Le marchand d’art Guy Wildenstein, poursuivi pour une fraude fiscale de centaines de millions d’euros, a obtenu mercredi un répit de plusieurs mois : son procès a été suspendu le temps que soit examinée une épineuse question de droit.
Le médiatique procès de cette lignée mondialement connue de marchands d’art, mêlant querelles familiales, montages financiers sophistiqués, toiles de maîtres et un soupçon de politique – Guy Wildenstein a été un soutien actif de l’UMP – n’a duré que quelques heures. Au deuxième jour d’audience, le président du tribunal a en effet décidé de soumettre à la Cour de cassation une question prioritaire de constitutionnalité (QPC), comme l’avait demandé la défense lundi à l’ouverture du procès.
Il a par conséquent levé l’audience et donné rendez-vous le 4 mai, le temps que la plus haute juridiction française examine une délicate question sur le cumul de deux procédures, l’une pénale et l’autre fiscale, dans cette affaire. Les héritiers de la famille Wildenstein, en plus des poursuites pénales qui peuvent valoir jusqu’à dix ans d’emprisonnement aux principaux prévenus dont Guy, sont sous le coup de sanctions fiscales.
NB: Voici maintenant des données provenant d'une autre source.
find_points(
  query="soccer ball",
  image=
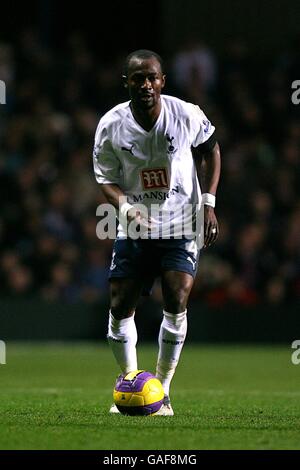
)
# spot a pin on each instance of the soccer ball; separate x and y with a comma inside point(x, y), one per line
point(138, 393)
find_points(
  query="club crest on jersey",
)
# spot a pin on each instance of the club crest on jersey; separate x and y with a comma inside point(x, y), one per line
point(171, 148)
point(154, 178)
point(128, 149)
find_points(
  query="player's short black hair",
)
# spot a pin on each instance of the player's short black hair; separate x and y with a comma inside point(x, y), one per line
point(141, 54)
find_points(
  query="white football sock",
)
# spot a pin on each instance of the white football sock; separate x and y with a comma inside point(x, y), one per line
point(122, 337)
point(171, 339)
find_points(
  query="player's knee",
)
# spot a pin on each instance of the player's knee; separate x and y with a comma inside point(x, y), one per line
point(176, 301)
point(120, 308)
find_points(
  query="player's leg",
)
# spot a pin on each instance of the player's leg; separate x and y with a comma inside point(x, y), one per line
point(176, 288)
point(122, 333)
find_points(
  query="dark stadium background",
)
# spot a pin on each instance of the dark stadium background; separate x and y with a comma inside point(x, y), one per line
point(61, 62)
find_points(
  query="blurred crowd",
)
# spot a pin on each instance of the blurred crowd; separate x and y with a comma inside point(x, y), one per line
point(49, 195)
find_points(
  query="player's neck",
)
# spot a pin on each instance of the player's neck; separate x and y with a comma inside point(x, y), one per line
point(146, 118)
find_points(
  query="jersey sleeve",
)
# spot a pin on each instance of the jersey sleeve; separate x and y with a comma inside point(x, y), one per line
point(201, 129)
point(106, 163)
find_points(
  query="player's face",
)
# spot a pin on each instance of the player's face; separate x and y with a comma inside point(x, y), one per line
point(145, 82)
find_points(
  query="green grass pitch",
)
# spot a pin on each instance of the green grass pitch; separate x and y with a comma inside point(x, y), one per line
point(57, 396)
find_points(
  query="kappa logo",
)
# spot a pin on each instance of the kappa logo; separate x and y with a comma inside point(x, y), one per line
point(206, 124)
point(113, 264)
point(155, 178)
point(192, 262)
point(128, 150)
point(171, 148)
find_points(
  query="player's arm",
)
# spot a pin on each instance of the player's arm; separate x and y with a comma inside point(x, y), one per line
point(208, 162)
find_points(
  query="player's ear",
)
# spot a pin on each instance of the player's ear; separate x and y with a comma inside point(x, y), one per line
point(124, 80)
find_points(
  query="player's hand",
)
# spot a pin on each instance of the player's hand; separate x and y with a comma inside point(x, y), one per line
point(211, 227)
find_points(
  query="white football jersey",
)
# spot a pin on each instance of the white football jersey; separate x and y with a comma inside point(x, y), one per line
point(154, 168)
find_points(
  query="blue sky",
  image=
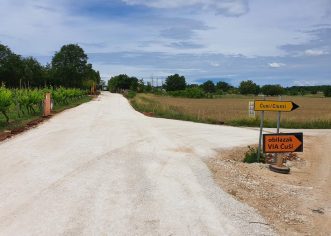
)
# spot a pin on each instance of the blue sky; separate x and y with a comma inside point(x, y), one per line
point(284, 42)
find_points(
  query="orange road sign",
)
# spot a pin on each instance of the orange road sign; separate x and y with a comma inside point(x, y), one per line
point(289, 142)
point(264, 105)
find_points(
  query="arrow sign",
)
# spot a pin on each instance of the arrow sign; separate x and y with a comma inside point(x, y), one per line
point(290, 142)
point(262, 105)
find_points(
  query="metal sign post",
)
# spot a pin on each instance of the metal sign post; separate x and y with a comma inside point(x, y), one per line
point(260, 136)
point(279, 142)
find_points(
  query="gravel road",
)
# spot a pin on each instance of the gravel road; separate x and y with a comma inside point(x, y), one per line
point(104, 169)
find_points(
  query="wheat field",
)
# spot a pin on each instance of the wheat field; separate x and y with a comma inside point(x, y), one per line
point(229, 108)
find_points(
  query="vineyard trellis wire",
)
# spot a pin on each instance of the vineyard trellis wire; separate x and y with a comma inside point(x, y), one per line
point(30, 101)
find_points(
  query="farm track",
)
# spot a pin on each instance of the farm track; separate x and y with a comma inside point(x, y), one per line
point(103, 168)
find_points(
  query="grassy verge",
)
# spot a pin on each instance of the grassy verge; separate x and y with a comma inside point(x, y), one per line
point(16, 122)
point(226, 111)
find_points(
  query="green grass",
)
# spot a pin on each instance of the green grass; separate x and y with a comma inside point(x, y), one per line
point(16, 122)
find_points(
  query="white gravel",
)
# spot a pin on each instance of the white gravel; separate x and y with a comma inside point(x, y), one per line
point(104, 169)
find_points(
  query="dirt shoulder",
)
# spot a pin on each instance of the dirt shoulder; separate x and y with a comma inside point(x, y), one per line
point(294, 204)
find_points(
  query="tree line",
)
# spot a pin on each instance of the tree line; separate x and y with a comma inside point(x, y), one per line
point(69, 68)
point(176, 85)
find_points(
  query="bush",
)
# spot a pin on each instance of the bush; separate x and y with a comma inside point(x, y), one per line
point(251, 155)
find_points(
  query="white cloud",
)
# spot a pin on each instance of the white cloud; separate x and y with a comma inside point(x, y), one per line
point(276, 65)
point(316, 52)
point(223, 7)
point(214, 64)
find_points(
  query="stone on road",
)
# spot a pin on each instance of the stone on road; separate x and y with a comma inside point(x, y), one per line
point(104, 169)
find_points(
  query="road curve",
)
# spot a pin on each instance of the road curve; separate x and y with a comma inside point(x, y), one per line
point(104, 169)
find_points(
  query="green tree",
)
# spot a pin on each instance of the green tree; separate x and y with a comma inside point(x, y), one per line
point(223, 86)
point(5, 101)
point(248, 87)
point(141, 86)
point(272, 90)
point(11, 67)
point(148, 87)
point(208, 86)
point(327, 91)
point(175, 82)
point(69, 66)
point(122, 82)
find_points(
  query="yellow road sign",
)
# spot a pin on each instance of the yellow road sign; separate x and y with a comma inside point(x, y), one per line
point(263, 105)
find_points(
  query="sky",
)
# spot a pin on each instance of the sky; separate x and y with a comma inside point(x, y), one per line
point(285, 42)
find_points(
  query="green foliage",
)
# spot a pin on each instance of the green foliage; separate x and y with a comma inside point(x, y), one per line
point(248, 87)
point(130, 94)
point(122, 82)
point(175, 82)
point(223, 86)
point(327, 91)
point(208, 86)
point(272, 90)
point(252, 154)
point(5, 101)
point(69, 68)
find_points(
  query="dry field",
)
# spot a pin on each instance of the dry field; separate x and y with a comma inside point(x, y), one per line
point(227, 109)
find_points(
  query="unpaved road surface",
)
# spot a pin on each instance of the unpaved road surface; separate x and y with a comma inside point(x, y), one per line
point(104, 169)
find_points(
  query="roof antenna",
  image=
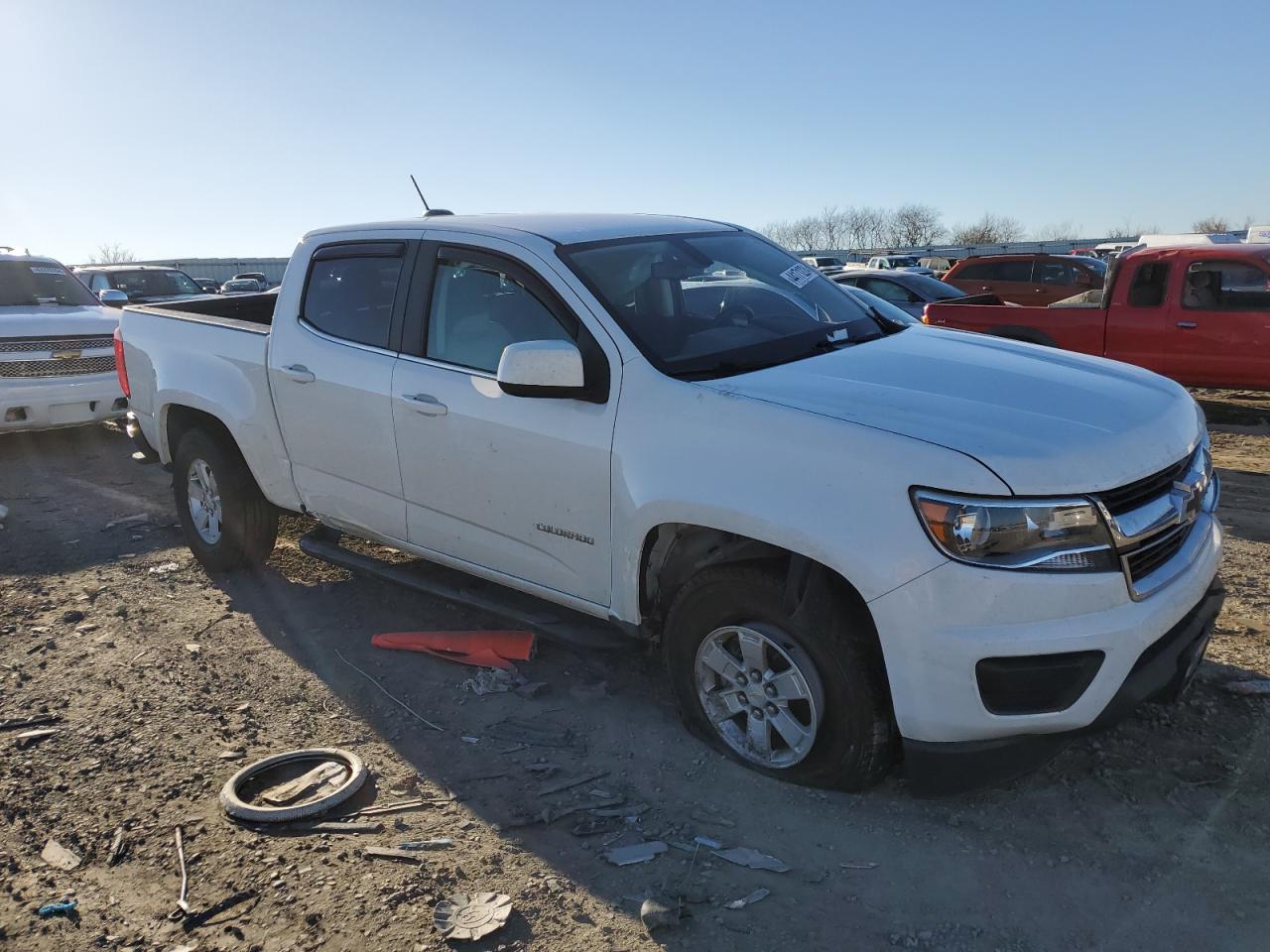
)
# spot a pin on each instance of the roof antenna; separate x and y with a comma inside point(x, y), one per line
point(427, 211)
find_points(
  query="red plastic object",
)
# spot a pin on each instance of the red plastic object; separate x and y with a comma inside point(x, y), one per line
point(480, 649)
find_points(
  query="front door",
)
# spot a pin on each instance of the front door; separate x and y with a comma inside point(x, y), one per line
point(517, 485)
point(330, 371)
point(1220, 325)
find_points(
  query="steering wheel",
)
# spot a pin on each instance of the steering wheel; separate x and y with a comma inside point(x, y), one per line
point(737, 315)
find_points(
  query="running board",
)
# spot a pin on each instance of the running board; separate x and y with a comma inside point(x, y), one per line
point(553, 622)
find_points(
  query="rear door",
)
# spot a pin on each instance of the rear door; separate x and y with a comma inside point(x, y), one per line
point(515, 485)
point(331, 358)
point(1220, 324)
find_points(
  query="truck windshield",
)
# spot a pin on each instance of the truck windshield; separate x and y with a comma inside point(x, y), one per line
point(41, 284)
point(719, 303)
point(154, 284)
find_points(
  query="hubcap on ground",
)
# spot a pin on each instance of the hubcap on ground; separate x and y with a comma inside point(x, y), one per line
point(761, 693)
point(204, 502)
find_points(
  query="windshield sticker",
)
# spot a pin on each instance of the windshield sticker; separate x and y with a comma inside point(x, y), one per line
point(798, 275)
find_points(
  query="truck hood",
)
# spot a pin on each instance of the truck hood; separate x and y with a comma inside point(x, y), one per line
point(1047, 421)
point(53, 321)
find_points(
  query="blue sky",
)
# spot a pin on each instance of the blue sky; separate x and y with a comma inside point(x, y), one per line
point(227, 128)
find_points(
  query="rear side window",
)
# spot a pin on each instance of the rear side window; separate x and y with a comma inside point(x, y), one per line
point(352, 290)
point(1148, 285)
point(1227, 286)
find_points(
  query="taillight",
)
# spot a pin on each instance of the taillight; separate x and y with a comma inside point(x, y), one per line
point(121, 368)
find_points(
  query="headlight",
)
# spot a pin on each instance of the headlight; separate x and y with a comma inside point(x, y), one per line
point(1048, 535)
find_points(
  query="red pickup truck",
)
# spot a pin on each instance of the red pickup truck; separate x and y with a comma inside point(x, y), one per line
point(1199, 313)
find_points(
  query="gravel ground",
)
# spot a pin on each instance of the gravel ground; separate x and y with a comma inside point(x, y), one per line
point(1153, 835)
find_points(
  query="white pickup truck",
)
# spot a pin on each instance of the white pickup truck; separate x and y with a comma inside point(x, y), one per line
point(853, 538)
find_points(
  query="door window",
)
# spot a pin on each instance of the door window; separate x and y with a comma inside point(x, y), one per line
point(479, 307)
point(350, 293)
point(1148, 285)
point(1225, 286)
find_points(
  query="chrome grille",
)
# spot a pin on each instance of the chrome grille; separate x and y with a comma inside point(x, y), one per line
point(44, 345)
point(70, 367)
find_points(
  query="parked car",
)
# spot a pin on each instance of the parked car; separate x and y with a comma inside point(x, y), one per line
point(1199, 315)
point(906, 263)
point(241, 286)
point(825, 263)
point(141, 284)
point(846, 535)
point(56, 348)
point(1026, 278)
point(253, 276)
point(908, 291)
point(939, 264)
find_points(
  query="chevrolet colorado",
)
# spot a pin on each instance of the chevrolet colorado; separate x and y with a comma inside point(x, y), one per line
point(853, 538)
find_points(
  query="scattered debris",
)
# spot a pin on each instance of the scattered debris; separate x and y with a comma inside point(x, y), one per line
point(657, 914)
point(9, 724)
point(128, 521)
point(638, 853)
point(492, 680)
point(389, 696)
point(441, 843)
point(571, 782)
point(28, 738)
point(483, 649)
point(757, 895)
point(64, 907)
point(59, 856)
point(118, 847)
point(404, 856)
point(195, 919)
point(1248, 688)
point(183, 897)
point(744, 856)
point(471, 916)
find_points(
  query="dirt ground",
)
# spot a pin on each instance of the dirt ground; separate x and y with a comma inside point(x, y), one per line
point(1151, 837)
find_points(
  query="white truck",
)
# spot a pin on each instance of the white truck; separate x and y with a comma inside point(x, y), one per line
point(855, 539)
point(56, 348)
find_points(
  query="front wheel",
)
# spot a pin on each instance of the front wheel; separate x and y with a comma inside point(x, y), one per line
point(227, 522)
point(797, 692)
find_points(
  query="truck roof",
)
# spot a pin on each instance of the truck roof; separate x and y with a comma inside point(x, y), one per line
point(559, 227)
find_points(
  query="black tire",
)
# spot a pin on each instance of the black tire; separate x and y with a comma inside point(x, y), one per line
point(855, 739)
point(249, 525)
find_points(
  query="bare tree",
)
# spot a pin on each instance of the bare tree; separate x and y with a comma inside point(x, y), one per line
point(1060, 231)
point(989, 230)
point(916, 225)
point(112, 253)
point(1211, 225)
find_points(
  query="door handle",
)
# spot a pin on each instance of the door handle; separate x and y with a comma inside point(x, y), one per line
point(299, 373)
point(426, 404)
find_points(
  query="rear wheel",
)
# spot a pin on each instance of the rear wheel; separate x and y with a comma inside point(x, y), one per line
point(793, 690)
point(227, 522)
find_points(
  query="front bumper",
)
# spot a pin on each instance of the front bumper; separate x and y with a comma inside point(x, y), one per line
point(50, 403)
point(939, 627)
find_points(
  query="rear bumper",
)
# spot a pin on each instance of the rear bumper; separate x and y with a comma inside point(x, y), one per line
point(41, 404)
point(1161, 673)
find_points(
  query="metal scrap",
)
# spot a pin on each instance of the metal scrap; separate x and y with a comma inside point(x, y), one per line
point(744, 856)
point(638, 853)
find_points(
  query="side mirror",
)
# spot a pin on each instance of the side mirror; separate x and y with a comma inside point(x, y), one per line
point(543, 368)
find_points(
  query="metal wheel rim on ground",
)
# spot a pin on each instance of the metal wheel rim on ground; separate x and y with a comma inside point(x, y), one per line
point(203, 499)
point(761, 693)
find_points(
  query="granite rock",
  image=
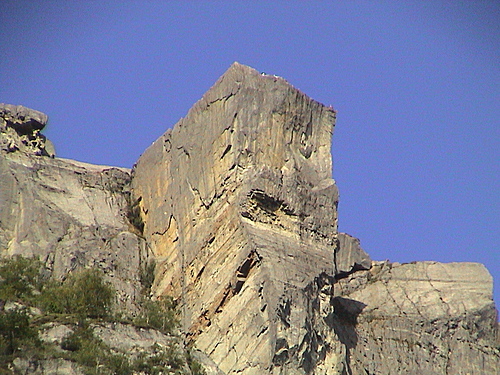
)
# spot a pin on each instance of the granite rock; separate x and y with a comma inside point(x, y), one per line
point(237, 207)
point(240, 210)
point(68, 214)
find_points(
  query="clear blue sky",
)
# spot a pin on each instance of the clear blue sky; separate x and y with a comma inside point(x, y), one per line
point(416, 85)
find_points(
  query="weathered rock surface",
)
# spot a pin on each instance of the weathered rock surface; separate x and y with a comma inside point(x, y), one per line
point(237, 205)
point(20, 130)
point(240, 211)
point(66, 213)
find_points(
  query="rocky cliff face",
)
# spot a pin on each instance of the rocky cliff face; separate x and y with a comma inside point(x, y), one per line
point(69, 214)
point(238, 208)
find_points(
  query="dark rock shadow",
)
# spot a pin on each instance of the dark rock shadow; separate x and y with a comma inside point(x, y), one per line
point(343, 321)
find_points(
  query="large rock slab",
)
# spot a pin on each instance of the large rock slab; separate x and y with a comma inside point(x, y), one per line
point(418, 318)
point(68, 214)
point(240, 209)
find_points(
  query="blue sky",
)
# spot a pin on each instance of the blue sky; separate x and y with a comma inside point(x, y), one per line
point(416, 86)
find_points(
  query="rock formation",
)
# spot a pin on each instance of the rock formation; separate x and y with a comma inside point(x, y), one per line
point(241, 213)
point(68, 214)
point(237, 206)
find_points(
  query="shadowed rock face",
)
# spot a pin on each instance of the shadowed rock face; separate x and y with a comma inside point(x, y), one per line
point(238, 206)
point(241, 212)
point(66, 213)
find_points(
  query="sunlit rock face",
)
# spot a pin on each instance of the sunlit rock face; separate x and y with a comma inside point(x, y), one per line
point(237, 206)
point(240, 211)
point(240, 208)
point(66, 213)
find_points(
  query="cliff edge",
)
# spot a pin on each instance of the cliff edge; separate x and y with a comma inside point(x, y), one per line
point(237, 207)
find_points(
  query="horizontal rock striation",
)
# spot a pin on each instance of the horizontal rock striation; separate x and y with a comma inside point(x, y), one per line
point(241, 212)
point(66, 213)
point(237, 207)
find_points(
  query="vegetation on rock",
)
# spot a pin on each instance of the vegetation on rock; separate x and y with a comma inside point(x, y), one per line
point(80, 303)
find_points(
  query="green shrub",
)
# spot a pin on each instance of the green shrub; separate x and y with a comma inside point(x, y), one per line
point(162, 359)
point(147, 277)
point(19, 277)
point(93, 354)
point(84, 293)
point(158, 314)
point(15, 332)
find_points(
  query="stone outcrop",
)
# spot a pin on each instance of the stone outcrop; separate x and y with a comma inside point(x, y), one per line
point(20, 130)
point(66, 213)
point(241, 213)
point(237, 207)
point(418, 318)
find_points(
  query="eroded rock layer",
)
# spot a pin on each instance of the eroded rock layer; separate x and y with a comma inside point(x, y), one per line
point(240, 208)
point(241, 211)
point(68, 214)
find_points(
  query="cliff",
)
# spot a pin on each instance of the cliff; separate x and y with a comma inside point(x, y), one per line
point(237, 207)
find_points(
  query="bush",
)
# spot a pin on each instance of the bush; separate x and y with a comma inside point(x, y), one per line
point(84, 293)
point(16, 332)
point(162, 359)
point(94, 355)
point(19, 278)
point(158, 314)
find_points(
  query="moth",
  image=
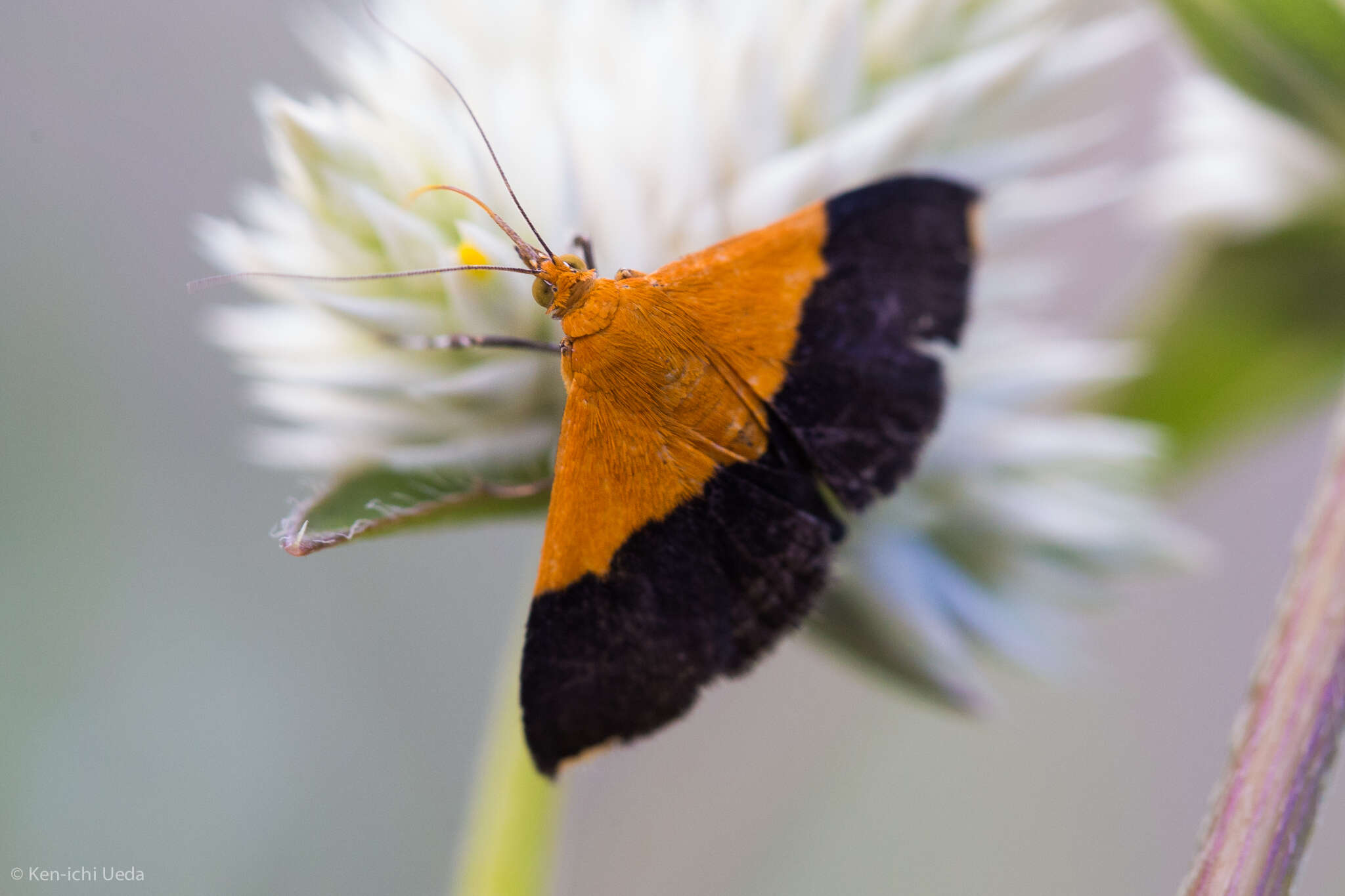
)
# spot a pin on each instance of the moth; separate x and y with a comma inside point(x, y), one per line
point(724, 413)
point(720, 412)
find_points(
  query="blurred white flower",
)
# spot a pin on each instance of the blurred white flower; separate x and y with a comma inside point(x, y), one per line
point(657, 128)
point(1234, 167)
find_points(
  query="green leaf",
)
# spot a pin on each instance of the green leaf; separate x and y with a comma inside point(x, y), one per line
point(1289, 54)
point(381, 500)
point(1258, 335)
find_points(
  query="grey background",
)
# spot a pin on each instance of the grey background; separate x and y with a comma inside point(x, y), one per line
point(181, 696)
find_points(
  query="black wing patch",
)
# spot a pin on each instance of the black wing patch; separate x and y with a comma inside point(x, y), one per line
point(707, 590)
point(697, 594)
point(861, 395)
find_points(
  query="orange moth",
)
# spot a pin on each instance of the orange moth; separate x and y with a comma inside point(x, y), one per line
point(722, 413)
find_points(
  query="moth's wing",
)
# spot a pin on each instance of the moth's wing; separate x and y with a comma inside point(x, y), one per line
point(860, 390)
point(689, 594)
point(665, 563)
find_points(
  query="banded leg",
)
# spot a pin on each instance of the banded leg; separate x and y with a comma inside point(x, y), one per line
point(416, 341)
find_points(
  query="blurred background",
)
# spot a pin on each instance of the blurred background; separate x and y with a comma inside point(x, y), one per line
point(182, 698)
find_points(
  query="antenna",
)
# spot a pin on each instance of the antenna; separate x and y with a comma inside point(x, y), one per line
point(218, 280)
point(468, 108)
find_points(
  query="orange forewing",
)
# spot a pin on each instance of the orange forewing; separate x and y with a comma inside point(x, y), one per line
point(667, 378)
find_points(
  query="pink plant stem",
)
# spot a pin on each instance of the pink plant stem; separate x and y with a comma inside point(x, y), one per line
point(1286, 734)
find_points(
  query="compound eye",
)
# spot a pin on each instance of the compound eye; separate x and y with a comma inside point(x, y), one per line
point(544, 293)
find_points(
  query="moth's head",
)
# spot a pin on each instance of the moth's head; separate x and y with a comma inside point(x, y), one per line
point(560, 282)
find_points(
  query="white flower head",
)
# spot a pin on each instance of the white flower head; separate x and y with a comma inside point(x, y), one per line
point(1234, 165)
point(657, 128)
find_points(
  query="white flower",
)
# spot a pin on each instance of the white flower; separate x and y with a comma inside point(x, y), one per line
point(1234, 165)
point(657, 128)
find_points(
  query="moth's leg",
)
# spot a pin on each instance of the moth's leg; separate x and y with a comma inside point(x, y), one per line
point(466, 340)
point(585, 246)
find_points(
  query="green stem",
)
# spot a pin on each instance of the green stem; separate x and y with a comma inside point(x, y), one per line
point(1290, 726)
point(512, 826)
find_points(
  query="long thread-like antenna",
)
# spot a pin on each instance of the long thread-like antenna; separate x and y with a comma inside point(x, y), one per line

Le fisc réclame 550 millions d’euros
Le fisc français leur réclame plus de 550 millions d’euros, une somme qui comprend le recouvrement des impôts mais aussi une majoration pour « manquement délibéré » aux obligations de déclaration. La Cour de cassation devra, elle, décider si elle soumet à son tour la question au Conseil constitutionnel. C’est, en attendant, un répit de plusieurs mois pour Guy Wildenstein et les autres prévenus : son neveu Alec Junior, son ex-belle-soeur Liouba, en guerre ouverte avec le reste de la famille, deux avocats, un notaire et deux représentants de fonds basés dans des paradis fiscaux, ou « trusts ».
Hervé Temime, avocat de Guy Wildenstein, a loué au sortir de la salle d’audience « la grande sagesse » et l’ « indépendance » du tribunal. Il a estimé qu’il était « absolument nécessaire » de trancher une question de droit qui empoisonne depuis des mois de nombreuses procédures en France. La défense de Guy Wildenstein a en tête un précédent retentissant, celui d’EADS. Le 18 mars 2015, le Conseil constitutionnel avait décidé de mettre fin à une procédure pénale visant des dirigeants du groupe d’aéronautique et de défense, poursuivis pour délits d’initiés, parce que les faits avaient déjà été examinés par une juridiction administrative. Il s’agissait alors de l’Autorité des marchés financiers. Les Sages avaient invoqué un principe fondamental du droit, qui interdit de juger et sanctionner deux fois le même délit.